薄膜增阻球折叠优化设计与展开分析
收稿日期: 2024-06-20
修回日期: 2024-07-29
录用日期: 2024-08-21
网络出版日期: 2024-09-02
基金资助
国家级项目(KJSP2020010301);国家自然科学基金(12232003)
Folding optimization design and deployment analysis for film drag balloon
Received date: 2024-06-20
Revised date: 2024-07-29
Accepted date: 2024-08-21
Online published: 2024-09-02
Supported by
National Level Project(KJSP2020010301);National Natural Science Foundation of China(12232003)

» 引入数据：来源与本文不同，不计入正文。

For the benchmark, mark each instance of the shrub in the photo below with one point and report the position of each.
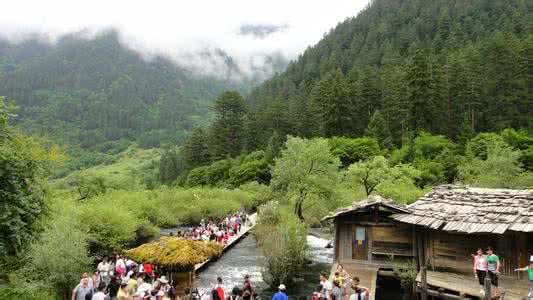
(284, 247)
(55, 260)
(351, 150)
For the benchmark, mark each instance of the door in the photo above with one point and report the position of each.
(360, 243)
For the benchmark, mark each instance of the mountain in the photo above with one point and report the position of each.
(95, 91)
(446, 67)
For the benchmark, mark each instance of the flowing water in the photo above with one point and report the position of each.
(245, 258)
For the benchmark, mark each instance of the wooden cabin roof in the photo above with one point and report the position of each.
(372, 200)
(472, 210)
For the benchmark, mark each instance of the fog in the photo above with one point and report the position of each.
(251, 32)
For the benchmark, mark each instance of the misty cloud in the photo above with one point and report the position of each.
(261, 31)
(249, 32)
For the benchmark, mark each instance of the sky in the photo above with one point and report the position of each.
(245, 29)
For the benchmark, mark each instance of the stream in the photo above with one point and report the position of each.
(245, 258)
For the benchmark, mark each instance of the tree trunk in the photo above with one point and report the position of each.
(298, 206)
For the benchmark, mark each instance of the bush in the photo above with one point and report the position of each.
(284, 247)
(351, 150)
(56, 260)
(253, 167)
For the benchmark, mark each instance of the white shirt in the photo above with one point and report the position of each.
(103, 268)
(327, 286)
(354, 296)
(99, 296)
(121, 264)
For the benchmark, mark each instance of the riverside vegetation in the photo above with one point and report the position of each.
(404, 96)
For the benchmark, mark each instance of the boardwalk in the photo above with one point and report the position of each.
(232, 241)
(367, 274)
(515, 289)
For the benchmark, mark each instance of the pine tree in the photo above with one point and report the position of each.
(195, 149)
(379, 129)
(422, 108)
(227, 133)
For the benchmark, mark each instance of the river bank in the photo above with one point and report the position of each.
(245, 259)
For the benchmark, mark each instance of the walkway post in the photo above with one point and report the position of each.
(488, 286)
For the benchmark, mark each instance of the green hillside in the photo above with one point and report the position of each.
(442, 66)
(96, 92)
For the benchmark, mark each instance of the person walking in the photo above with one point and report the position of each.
(529, 270)
(493, 269)
(360, 292)
(326, 286)
(104, 268)
(82, 291)
(281, 294)
(480, 268)
(100, 293)
(337, 292)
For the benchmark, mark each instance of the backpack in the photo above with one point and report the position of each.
(214, 295)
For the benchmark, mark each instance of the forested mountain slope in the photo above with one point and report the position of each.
(445, 66)
(92, 92)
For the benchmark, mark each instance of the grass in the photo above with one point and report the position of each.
(132, 169)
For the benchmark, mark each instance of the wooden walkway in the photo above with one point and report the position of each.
(367, 274)
(515, 289)
(251, 221)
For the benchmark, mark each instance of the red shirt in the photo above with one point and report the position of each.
(220, 292)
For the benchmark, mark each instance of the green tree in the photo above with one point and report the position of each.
(305, 167)
(56, 259)
(195, 149)
(500, 169)
(379, 129)
(227, 133)
(22, 166)
(350, 150)
(370, 173)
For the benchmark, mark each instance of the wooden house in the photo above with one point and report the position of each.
(366, 234)
(453, 221)
(441, 230)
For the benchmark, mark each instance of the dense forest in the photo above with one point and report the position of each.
(446, 67)
(406, 95)
(399, 71)
(96, 95)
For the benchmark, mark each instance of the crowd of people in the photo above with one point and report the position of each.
(121, 278)
(220, 232)
(342, 286)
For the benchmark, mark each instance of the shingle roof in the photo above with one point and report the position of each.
(472, 210)
(370, 201)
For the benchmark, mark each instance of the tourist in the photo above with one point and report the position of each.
(100, 293)
(103, 268)
(145, 287)
(120, 266)
(148, 269)
(247, 290)
(132, 284)
(480, 268)
(281, 295)
(85, 277)
(113, 287)
(326, 286)
(360, 292)
(82, 291)
(123, 293)
(529, 270)
(337, 291)
(317, 293)
(493, 268)
(164, 284)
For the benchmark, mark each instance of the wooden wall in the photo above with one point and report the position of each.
(384, 237)
(453, 251)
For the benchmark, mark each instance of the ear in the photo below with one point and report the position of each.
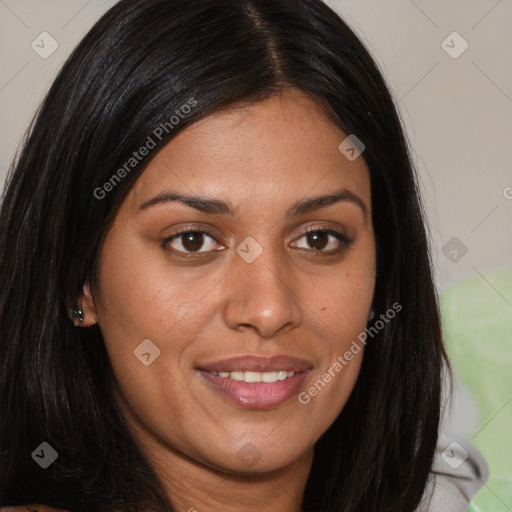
(85, 302)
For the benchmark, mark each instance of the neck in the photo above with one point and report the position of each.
(193, 487)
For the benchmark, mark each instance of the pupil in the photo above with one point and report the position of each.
(193, 241)
(316, 239)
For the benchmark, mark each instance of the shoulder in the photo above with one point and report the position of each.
(31, 508)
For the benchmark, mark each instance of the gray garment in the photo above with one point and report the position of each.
(459, 471)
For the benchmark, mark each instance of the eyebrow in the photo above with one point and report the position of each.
(219, 207)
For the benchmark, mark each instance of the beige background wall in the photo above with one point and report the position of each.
(458, 111)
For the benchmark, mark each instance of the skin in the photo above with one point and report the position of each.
(291, 300)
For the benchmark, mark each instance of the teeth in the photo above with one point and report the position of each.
(256, 376)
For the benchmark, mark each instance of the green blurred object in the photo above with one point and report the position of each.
(477, 326)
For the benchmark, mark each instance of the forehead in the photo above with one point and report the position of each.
(278, 149)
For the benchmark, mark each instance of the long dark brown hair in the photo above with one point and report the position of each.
(135, 68)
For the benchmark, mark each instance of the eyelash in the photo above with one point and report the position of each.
(342, 238)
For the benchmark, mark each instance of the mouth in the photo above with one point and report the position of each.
(256, 382)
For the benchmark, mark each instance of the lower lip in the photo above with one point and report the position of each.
(256, 395)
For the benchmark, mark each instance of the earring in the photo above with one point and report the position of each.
(77, 315)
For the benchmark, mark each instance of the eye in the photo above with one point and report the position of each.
(327, 241)
(190, 241)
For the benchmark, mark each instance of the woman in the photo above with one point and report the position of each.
(216, 291)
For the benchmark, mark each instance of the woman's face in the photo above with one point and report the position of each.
(192, 321)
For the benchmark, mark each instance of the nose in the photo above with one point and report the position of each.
(262, 296)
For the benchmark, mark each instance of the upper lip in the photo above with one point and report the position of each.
(256, 363)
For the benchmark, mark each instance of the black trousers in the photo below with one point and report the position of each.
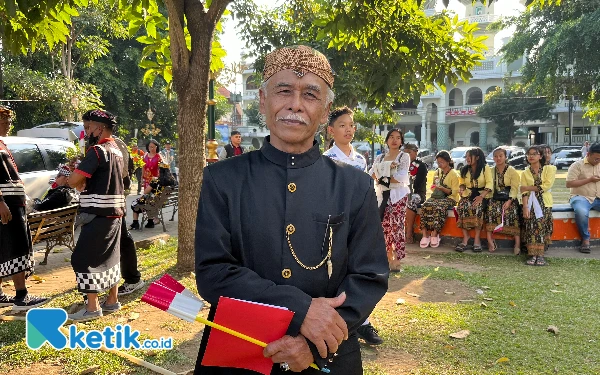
(129, 270)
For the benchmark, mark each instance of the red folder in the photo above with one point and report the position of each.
(266, 323)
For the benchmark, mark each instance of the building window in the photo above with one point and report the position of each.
(251, 83)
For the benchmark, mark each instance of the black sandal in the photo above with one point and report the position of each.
(461, 247)
(541, 261)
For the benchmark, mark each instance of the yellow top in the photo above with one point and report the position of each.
(485, 181)
(450, 182)
(511, 178)
(548, 175)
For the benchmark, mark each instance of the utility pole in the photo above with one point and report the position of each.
(571, 120)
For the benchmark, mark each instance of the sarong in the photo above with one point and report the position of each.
(96, 257)
(16, 250)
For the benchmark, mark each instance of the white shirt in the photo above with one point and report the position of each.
(354, 159)
(400, 189)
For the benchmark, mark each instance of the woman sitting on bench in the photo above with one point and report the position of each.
(151, 192)
(444, 196)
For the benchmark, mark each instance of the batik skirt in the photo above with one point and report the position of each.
(537, 232)
(434, 213)
(512, 217)
(393, 227)
(470, 217)
(16, 250)
(96, 257)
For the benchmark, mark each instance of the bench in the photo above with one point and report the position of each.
(565, 233)
(169, 197)
(56, 227)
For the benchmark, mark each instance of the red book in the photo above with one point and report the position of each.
(266, 323)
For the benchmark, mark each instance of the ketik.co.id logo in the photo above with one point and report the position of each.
(43, 325)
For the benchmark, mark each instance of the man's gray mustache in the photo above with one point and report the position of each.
(292, 117)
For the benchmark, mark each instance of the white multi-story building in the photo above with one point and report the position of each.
(443, 120)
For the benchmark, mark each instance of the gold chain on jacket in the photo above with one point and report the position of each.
(326, 259)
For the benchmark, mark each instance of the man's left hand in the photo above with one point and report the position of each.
(292, 350)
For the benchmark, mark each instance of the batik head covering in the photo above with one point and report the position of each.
(5, 112)
(63, 170)
(300, 59)
(99, 115)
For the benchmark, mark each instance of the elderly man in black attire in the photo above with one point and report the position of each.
(297, 229)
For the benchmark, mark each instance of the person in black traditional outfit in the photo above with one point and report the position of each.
(262, 238)
(95, 259)
(16, 251)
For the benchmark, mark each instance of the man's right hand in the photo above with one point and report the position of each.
(5, 214)
(323, 326)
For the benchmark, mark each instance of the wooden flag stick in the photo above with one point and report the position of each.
(129, 357)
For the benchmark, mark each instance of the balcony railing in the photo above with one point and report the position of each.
(483, 18)
(462, 110)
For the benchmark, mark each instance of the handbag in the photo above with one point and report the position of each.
(500, 195)
(438, 193)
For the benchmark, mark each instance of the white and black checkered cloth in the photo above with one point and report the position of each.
(98, 281)
(17, 265)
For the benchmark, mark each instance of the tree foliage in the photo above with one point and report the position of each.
(560, 43)
(509, 105)
(383, 51)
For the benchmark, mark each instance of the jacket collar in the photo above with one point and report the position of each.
(291, 161)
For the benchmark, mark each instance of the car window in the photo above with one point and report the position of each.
(57, 154)
(27, 157)
(569, 154)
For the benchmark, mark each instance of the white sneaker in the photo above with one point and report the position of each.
(127, 288)
(83, 315)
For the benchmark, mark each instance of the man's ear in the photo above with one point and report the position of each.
(261, 98)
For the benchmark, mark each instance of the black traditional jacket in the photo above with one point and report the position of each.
(252, 203)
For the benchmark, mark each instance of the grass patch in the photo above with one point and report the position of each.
(526, 300)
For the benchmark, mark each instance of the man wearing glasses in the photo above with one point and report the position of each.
(583, 178)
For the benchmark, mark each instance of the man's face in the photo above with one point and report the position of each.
(4, 126)
(342, 130)
(593, 158)
(61, 180)
(86, 127)
(236, 140)
(294, 108)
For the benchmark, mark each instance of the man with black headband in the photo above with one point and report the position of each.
(95, 259)
(16, 251)
(299, 230)
(129, 264)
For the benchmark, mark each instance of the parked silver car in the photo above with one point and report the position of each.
(37, 160)
(565, 158)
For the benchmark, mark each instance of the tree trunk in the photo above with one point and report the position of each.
(191, 70)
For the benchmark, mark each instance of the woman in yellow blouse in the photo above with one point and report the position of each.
(504, 202)
(435, 210)
(536, 181)
(475, 186)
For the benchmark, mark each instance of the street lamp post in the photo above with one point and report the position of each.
(211, 143)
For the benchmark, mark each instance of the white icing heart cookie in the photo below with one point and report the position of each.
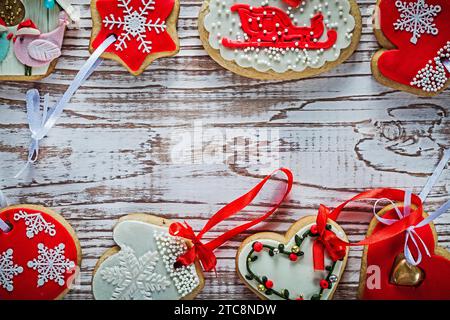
(268, 263)
(142, 266)
(268, 39)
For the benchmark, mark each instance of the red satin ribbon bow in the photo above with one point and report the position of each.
(390, 231)
(204, 252)
(326, 241)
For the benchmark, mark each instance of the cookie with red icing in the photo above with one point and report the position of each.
(39, 256)
(279, 39)
(144, 29)
(415, 36)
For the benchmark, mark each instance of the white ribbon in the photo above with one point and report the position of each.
(435, 176)
(411, 235)
(3, 203)
(39, 122)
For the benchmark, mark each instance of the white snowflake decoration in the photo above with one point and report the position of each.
(170, 248)
(51, 264)
(433, 77)
(134, 24)
(8, 270)
(417, 18)
(134, 278)
(35, 223)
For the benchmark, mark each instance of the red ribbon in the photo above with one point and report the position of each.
(326, 241)
(390, 231)
(204, 252)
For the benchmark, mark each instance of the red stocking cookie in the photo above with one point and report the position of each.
(39, 255)
(415, 35)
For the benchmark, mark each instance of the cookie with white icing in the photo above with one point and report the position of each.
(142, 265)
(268, 262)
(269, 39)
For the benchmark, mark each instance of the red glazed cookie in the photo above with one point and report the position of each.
(39, 256)
(415, 36)
(145, 30)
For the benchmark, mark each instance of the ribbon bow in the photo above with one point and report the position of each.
(326, 241)
(411, 236)
(205, 252)
(198, 250)
(39, 122)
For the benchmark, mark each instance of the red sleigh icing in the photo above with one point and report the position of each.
(272, 27)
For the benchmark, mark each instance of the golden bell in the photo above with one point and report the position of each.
(404, 274)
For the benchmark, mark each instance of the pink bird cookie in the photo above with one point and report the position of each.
(35, 49)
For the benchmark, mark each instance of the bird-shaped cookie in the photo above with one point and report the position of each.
(35, 49)
(5, 38)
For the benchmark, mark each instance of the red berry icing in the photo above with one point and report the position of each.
(257, 246)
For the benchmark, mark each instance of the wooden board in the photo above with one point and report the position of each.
(112, 152)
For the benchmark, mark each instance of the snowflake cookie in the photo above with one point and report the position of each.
(270, 39)
(415, 37)
(38, 256)
(142, 266)
(144, 29)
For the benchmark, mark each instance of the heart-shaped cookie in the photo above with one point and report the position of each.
(268, 263)
(381, 265)
(142, 266)
(39, 256)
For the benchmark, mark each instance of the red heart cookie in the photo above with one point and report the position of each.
(379, 259)
(38, 256)
(415, 35)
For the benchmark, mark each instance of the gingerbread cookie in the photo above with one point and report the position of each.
(39, 256)
(415, 36)
(31, 37)
(145, 30)
(276, 39)
(267, 262)
(142, 266)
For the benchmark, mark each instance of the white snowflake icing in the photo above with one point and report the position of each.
(417, 18)
(8, 270)
(134, 276)
(433, 77)
(51, 264)
(170, 248)
(35, 223)
(134, 24)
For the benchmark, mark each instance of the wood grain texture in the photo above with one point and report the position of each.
(130, 144)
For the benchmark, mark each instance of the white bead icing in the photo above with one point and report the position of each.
(184, 278)
(417, 18)
(144, 266)
(220, 22)
(433, 76)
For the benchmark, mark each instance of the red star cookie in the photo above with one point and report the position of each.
(145, 30)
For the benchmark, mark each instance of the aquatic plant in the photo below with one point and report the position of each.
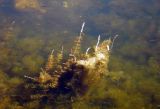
(72, 76)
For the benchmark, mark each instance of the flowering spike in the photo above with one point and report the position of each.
(50, 62)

增阻球是实现低轨航天器寿命末期离轨的主要装置之一,薄膜球体在使用之前需要长期封装在狭小的空间中,因此如何实现高密度低损伤折叠以及平滑充气展开是该装置使用的关键。考虑到增阻球大多是由一定数量的单瓣粘接而成,因此首先提出考虑形状稳定性和经济性的最优瓣数构型设计方法。进一步针对单瓣结构提出对称并联式z型折叠方案,并给出了该方案的折叠体积和损伤量化方法。然后,为增大折展比,降低折痕损伤,给出了增阻球优化折叠方案,并对直径6 m增阻球进行了仿真验证。基于此方案,分析了瓣数构型、充气速度以及球体内部初始压力和温度等因素对增阻球平滑展开的影响。结果表明,该折叠方案能够实现增阻球的高密度低损伤折叠,此外,通过增加瓣数构型、减缓充气速度、避免过度抽真空以及减少太阳光直射等方法,可以有效减缓增阻球展开过程中的姿态振荡,加快其达到稳定状态。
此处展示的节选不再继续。